Short-circuit LiPo battery

batteriesliposhort-circuit

I accidentally short-circuited LiPo battery 7.4 V 2200 mAh 35 C. I measured the pack's overall voltage, but multimeter showed nothing. I also measured the individual cell voltages (via the balance tap plug) and only one cell showed 3.85 V.

Is this a mark that the other cell is totally dead or is there a chance of cables got unsoldered inside the battery, during the short-circuit? What should be my next steps?

Best Answer

You should really get rid of the whole pack and don't absolutely try to charge it.
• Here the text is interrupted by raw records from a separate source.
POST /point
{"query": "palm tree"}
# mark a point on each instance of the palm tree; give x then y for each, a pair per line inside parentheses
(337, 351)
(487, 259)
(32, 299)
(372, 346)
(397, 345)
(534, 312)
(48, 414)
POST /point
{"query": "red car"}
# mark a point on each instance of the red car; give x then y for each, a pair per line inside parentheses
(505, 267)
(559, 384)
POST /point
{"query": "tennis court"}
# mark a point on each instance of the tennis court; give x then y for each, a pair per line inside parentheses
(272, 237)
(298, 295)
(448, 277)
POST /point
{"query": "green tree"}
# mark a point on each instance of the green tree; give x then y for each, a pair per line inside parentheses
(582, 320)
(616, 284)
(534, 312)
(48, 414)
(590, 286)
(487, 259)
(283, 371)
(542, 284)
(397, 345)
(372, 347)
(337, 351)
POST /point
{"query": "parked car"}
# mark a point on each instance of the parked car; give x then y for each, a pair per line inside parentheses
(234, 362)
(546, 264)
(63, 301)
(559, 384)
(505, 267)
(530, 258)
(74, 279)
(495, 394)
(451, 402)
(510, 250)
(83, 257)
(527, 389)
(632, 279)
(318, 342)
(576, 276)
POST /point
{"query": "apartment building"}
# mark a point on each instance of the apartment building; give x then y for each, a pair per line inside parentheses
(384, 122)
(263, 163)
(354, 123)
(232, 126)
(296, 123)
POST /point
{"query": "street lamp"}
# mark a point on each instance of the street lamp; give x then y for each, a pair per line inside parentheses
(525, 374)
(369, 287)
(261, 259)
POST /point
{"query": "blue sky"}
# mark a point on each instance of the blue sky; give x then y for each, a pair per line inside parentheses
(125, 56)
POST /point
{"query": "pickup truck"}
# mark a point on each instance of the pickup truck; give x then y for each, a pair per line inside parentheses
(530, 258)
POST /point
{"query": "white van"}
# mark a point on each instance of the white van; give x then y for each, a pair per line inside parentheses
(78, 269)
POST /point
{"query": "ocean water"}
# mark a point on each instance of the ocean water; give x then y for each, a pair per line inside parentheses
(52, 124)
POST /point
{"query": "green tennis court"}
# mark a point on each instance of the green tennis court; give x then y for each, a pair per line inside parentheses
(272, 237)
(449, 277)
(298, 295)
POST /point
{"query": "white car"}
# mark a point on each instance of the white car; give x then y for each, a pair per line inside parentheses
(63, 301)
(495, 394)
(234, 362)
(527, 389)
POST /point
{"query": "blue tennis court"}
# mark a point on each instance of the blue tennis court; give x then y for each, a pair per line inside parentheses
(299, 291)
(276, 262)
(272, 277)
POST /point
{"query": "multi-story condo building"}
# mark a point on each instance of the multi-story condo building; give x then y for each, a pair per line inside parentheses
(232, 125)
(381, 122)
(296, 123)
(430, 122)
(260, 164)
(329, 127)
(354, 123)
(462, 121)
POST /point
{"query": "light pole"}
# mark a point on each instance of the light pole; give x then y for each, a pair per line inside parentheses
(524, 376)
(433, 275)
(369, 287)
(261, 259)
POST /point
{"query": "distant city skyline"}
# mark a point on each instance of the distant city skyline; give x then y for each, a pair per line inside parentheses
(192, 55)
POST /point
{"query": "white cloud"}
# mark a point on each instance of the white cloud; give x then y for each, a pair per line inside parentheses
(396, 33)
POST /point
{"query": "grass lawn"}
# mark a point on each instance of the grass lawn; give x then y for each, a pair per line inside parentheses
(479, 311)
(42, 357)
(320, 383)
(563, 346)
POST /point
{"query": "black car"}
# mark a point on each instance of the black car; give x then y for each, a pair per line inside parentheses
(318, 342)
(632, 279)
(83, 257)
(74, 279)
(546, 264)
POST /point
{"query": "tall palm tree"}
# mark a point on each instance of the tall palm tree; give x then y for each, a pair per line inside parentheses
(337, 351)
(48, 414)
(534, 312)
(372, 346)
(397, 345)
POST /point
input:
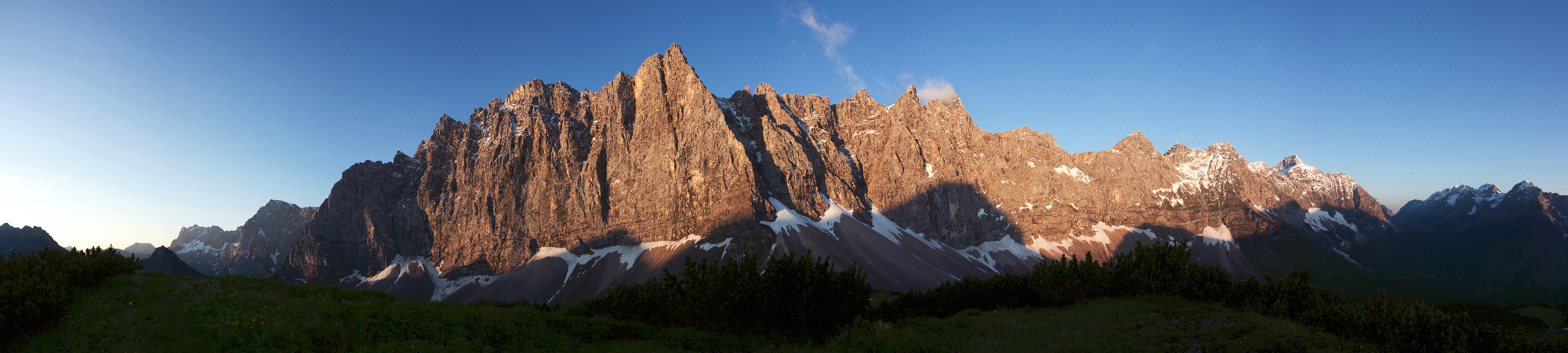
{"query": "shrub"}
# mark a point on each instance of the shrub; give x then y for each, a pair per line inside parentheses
(796, 296)
(1398, 324)
(996, 293)
(37, 288)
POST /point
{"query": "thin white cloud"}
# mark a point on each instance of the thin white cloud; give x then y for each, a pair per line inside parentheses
(830, 35)
(931, 89)
(938, 90)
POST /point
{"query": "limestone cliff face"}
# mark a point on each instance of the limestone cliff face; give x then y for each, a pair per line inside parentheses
(559, 184)
(252, 250)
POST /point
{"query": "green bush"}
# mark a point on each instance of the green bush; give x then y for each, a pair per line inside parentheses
(37, 288)
(996, 293)
(1396, 324)
(794, 296)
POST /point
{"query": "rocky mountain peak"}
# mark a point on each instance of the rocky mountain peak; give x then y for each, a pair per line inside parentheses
(26, 239)
(1293, 164)
(561, 200)
(1138, 144)
(1525, 186)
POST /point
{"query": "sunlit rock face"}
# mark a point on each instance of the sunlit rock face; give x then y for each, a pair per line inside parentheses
(252, 250)
(554, 195)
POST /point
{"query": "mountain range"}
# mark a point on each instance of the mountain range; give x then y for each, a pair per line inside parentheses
(556, 194)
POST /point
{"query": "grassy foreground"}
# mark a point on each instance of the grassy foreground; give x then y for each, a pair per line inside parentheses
(154, 311)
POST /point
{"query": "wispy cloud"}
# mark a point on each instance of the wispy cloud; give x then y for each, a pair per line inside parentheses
(938, 90)
(931, 89)
(830, 35)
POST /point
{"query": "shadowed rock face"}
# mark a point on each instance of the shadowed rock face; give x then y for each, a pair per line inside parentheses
(559, 194)
(165, 261)
(252, 250)
(26, 239)
(139, 250)
(1520, 236)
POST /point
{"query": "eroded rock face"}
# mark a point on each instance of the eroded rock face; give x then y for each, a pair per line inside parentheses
(252, 250)
(583, 178)
(1517, 236)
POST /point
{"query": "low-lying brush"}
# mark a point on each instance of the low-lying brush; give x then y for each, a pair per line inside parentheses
(37, 288)
(1404, 326)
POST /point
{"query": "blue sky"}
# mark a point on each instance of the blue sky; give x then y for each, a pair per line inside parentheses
(125, 122)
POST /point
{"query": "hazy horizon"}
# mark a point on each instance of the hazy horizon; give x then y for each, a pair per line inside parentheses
(129, 122)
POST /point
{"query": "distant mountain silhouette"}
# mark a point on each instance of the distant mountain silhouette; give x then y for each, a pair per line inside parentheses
(165, 261)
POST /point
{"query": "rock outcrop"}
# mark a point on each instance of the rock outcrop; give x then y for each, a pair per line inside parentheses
(139, 250)
(167, 261)
(554, 194)
(26, 239)
(1517, 236)
(252, 250)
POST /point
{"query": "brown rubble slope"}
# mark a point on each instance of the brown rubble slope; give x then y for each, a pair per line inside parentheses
(576, 191)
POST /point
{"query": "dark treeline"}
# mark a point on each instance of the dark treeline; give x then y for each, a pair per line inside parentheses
(37, 288)
(1396, 324)
(788, 299)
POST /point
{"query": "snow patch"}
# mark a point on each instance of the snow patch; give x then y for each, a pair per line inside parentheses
(982, 253)
(198, 246)
(1319, 220)
(1073, 173)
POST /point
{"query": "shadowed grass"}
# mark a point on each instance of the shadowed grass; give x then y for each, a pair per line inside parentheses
(1144, 324)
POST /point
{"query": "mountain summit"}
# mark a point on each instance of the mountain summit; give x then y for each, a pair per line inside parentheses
(554, 195)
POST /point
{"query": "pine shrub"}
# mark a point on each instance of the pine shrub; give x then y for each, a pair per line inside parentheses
(796, 296)
(37, 288)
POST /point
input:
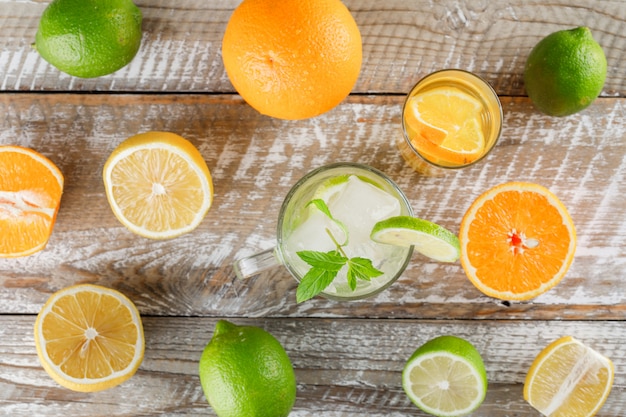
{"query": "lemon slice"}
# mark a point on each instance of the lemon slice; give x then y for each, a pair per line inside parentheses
(426, 237)
(569, 378)
(446, 377)
(446, 125)
(89, 338)
(158, 185)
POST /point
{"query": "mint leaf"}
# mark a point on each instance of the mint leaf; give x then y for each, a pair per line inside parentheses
(361, 268)
(321, 206)
(330, 261)
(314, 283)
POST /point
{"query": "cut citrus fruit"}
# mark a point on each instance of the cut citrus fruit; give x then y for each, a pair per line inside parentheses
(569, 379)
(446, 377)
(89, 338)
(426, 237)
(158, 185)
(446, 123)
(30, 195)
(517, 241)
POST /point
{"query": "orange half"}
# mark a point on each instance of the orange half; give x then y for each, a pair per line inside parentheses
(30, 196)
(517, 241)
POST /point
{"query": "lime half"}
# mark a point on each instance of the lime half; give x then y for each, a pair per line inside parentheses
(428, 238)
(446, 377)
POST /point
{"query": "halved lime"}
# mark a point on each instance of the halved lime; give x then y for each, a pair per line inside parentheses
(427, 237)
(446, 377)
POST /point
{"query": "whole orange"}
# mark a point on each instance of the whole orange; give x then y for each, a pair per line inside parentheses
(292, 59)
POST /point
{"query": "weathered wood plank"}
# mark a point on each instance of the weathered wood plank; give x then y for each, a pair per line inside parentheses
(343, 367)
(402, 41)
(255, 160)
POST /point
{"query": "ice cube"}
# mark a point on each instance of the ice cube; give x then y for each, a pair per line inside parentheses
(361, 205)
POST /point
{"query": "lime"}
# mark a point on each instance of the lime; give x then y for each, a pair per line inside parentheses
(245, 372)
(446, 377)
(427, 237)
(331, 188)
(89, 38)
(565, 72)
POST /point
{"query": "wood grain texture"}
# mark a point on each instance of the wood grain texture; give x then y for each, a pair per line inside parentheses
(343, 367)
(255, 160)
(402, 42)
(348, 357)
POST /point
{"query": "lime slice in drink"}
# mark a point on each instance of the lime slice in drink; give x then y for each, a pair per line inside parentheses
(446, 377)
(330, 188)
(428, 238)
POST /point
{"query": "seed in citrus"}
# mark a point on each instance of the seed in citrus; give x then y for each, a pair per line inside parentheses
(245, 371)
(569, 379)
(517, 241)
(446, 377)
(293, 59)
(565, 72)
(89, 38)
(89, 338)
(30, 196)
(445, 125)
(158, 185)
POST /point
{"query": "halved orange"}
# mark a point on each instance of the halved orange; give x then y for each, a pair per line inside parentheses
(517, 241)
(89, 338)
(445, 123)
(30, 195)
(569, 379)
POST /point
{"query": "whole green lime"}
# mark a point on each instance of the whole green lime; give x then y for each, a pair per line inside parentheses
(245, 372)
(565, 72)
(89, 38)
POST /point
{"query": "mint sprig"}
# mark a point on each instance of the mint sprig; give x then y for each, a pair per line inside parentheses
(326, 265)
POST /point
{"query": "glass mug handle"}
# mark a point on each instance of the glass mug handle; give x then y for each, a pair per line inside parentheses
(257, 263)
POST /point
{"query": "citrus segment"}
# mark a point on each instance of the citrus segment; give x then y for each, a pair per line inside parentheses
(30, 195)
(446, 377)
(517, 241)
(89, 38)
(244, 371)
(428, 238)
(89, 338)
(569, 379)
(158, 185)
(294, 59)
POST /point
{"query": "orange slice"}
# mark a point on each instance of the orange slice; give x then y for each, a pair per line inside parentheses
(30, 196)
(517, 241)
(445, 124)
(158, 185)
(89, 338)
(569, 379)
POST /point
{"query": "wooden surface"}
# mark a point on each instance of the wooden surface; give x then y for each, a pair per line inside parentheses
(348, 357)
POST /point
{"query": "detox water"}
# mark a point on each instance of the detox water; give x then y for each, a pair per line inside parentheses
(358, 200)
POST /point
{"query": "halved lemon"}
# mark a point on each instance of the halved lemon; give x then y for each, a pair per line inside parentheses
(569, 379)
(158, 185)
(89, 338)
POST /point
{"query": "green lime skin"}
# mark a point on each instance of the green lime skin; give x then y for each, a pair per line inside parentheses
(245, 372)
(565, 72)
(89, 38)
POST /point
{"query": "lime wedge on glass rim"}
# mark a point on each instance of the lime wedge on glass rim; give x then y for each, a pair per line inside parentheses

These kind of batteries have very large flat metal pads soldered to a big pcb and it seems very unlikely to me that something fall off: your cells are probably both dead. You might carefully try to rip off the heat-shrink enclosing and carefully desolder the maybe-but-not-so-much alive cell. Then you will need to charge it, but again, this is a bad idea. If I had to do such a thing I'd do it outside, placing the battery in a fire-proof bag and I'd monitor it's temperature constantly. But I would not do that. That's 20$ on hobbyking or whatever and in my opinion it's not worth the risk ad all.

What are you going to power with the single cell anyway?

Addendum: with "get rid" I mean "properly dispose". LiPo batteries contain nasty chemicals and should absolutely not thrown like common garbage. Apart from the pollution that would derive from such an action you would also endanger the garbage collectors.